Guilt complicated Howard's grief: on the day he died, Iken was slated to sign divorce papers in Portland, Oregon, to end the couple's six-year marriage. Howard had instigated the divorce. After her husband's work relocated him to Stuttgart, Germany, she decided to stay in the States. Howard hoped the trip to Iowa would help her get through the memory of that difficult time.
After taking the turnoff to Eldon -- a tiny cluster of buildings with a population of 927 -- Howard spotted the small white house in the distance, between the public works office and the visitors' center. "I just started laughing when I saw it," Howard said. "I thought, 'That is it, of course, but it's so cute. It's just so cute.'"
Peering through crooks and crannies past closed window blinds, Howard determined that the tiny house was unoccupied. She saw the Gothic windows that had inspired Wood to immortalize the house, but she also loved its screened-in porch, clapboard exterior, and steep pitched roof. This was her dream home.

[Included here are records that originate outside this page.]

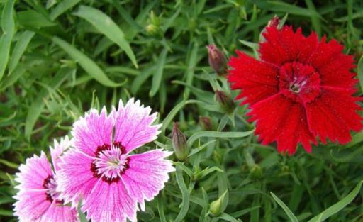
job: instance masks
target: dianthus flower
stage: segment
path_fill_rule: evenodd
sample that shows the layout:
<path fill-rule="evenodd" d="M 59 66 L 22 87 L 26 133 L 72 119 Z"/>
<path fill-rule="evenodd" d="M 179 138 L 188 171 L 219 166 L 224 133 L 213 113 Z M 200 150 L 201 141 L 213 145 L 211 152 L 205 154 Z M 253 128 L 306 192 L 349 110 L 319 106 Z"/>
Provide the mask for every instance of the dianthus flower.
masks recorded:
<path fill-rule="evenodd" d="M 82 211 L 92 222 L 136 221 L 138 204 L 152 200 L 174 170 L 172 152 L 153 150 L 131 154 L 157 138 L 160 125 L 140 101 L 129 100 L 109 115 L 92 109 L 76 121 L 72 134 L 74 148 L 62 157 L 60 190 L 73 206 L 82 201 Z"/>
<path fill-rule="evenodd" d="M 305 37 L 301 28 L 270 26 L 263 36 L 261 60 L 237 51 L 228 75 L 232 89 L 242 89 L 237 99 L 250 106 L 247 115 L 262 144 L 274 141 L 291 155 L 298 143 L 311 152 L 317 138 L 350 141 L 350 131 L 362 127 L 353 57 L 335 40 L 319 41 L 313 32 Z"/>
<path fill-rule="evenodd" d="M 55 140 L 54 148 L 50 148 L 53 169 L 43 152 L 20 166 L 15 179 L 18 192 L 14 196 L 14 215 L 20 222 L 78 221 L 77 211 L 64 205 L 57 191 L 59 157 L 70 143 L 67 137 L 60 143 Z"/>

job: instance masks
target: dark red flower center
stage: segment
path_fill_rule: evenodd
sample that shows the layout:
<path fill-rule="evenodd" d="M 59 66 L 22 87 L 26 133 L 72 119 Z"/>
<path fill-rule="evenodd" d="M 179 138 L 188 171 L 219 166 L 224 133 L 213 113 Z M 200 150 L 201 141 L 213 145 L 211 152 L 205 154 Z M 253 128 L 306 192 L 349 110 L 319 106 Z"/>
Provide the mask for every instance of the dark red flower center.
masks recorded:
<path fill-rule="evenodd" d="M 280 67 L 279 79 L 280 91 L 302 104 L 312 101 L 321 91 L 320 75 L 309 65 L 298 62 L 285 63 Z"/>
<path fill-rule="evenodd" d="M 43 187 L 45 189 L 45 199 L 52 202 L 63 204 L 63 200 L 59 199 L 60 194 L 57 192 L 57 184 L 52 175 L 49 175 L 43 182 Z"/>
<path fill-rule="evenodd" d="M 109 184 L 118 182 L 129 168 L 130 159 L 120 142 L 114 142 L 113 146 L 108 144 L 99 146 L 94 154 L 96 158 L 91 164 L 91 171 L 94 177 L 101 178 Z"/>

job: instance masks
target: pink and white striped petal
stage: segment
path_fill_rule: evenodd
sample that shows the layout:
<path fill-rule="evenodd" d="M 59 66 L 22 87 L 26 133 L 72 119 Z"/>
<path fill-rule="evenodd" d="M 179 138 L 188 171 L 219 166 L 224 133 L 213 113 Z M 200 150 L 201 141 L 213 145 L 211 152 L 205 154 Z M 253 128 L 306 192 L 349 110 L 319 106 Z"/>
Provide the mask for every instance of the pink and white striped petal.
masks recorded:
<path fill-rule="evenodd" d="M 129 169 L 125 171 L 122 180 L 141 210 L 145 210 L 145 200 L 153 199 L 169 180 L 168 173 L 175 170 L 172 162 L 164 159 L 172 154 L 154 150 L 129 156 Z"/>
<path fill-rule="evenodd" d="M 130 152 L 157 138 L 161 125 L 152 125 L 157 113 L 150 115 L 151 108 L 140 105 L 140 101 L 130 99 L 123 106 L 121 100 L 118 109 L 113 109 L 111 115 L 115 125 L 113 141 L 121 143 Z"/>
<path fill-rule="evenodd" d="M 101 113 L 96 109 L 91 109 L 73 124 L 72 134 L 74 146 L 89 155 L 92 155 L 97 148 L 104 144 L 111 145 L 113 123 L 107 115 L 104 107 Z"/>

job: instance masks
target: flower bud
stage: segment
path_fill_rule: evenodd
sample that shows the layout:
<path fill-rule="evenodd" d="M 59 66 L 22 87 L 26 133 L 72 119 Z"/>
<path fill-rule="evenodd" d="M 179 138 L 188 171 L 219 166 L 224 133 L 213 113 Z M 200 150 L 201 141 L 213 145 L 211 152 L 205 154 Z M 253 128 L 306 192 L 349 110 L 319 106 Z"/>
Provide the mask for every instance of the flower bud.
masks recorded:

From a plaque in the visitors' center, she learned the house was owned by the State Historical Society, which had rented it out as recently as 2008. Howard peppered a center staffer with questions and was permitted to enter the house during its monthly inspection, serendipitously scheduled for that very day.
Inside, Howard ignored cobwebs, dead flies, mouse droppings, and mildew to admire wide wood floors, wainscoting, and angled walls. "In Venice Beach, California, you'd pay $5,000 bucks a month for something that cute," Howard said.
Through the Gothic window in back of the house, she saw a bike trail, maple and pine trees, prairie grasses, and a soybean field. "This little cottage had all this land around it, breathing space, almost a park-like setting," she said. "The city had made it attractive to tourism."
She called the Historical Society on the spot and learned the house could be rented for just $250 a month. Soon afterward, she signed a lease requiring her to "treat the public in a friendly manner." A recommendation from a high school friend living in Des Moines sped along the acceptance process.
Unlike Howard, the stern-faced couple in the American Gothic painting never lived in the house. In fact, they never even posed outside it. The 63-year-old male model, Wood's dentist, Dr. Byron H. McKeeby, posed in his dental office. The female model, Wood's 30-year-old sister, Nan Wood Graham, posed in the artist's Cedar Rapids studio. (Wood assured both his reluctant models that they wouldn't be recognized, but many people recognized the dentist, and his friendship with Wood diminished.)
When she learned of the school shooting in Newtown, Connecticut, Howard quickly raised $2,000 and loaded up her RV with Granny Smith apples.
Howard concedes that her early experiences in the house were a bit gothic. When she first moved in, she spent many hours with a hired helper scouring the place with a leftover flood kit -- mop, bucket, bleach, and plastic gloves -- that the city provided. People ask her if the house is haunted. "It isn't," she said.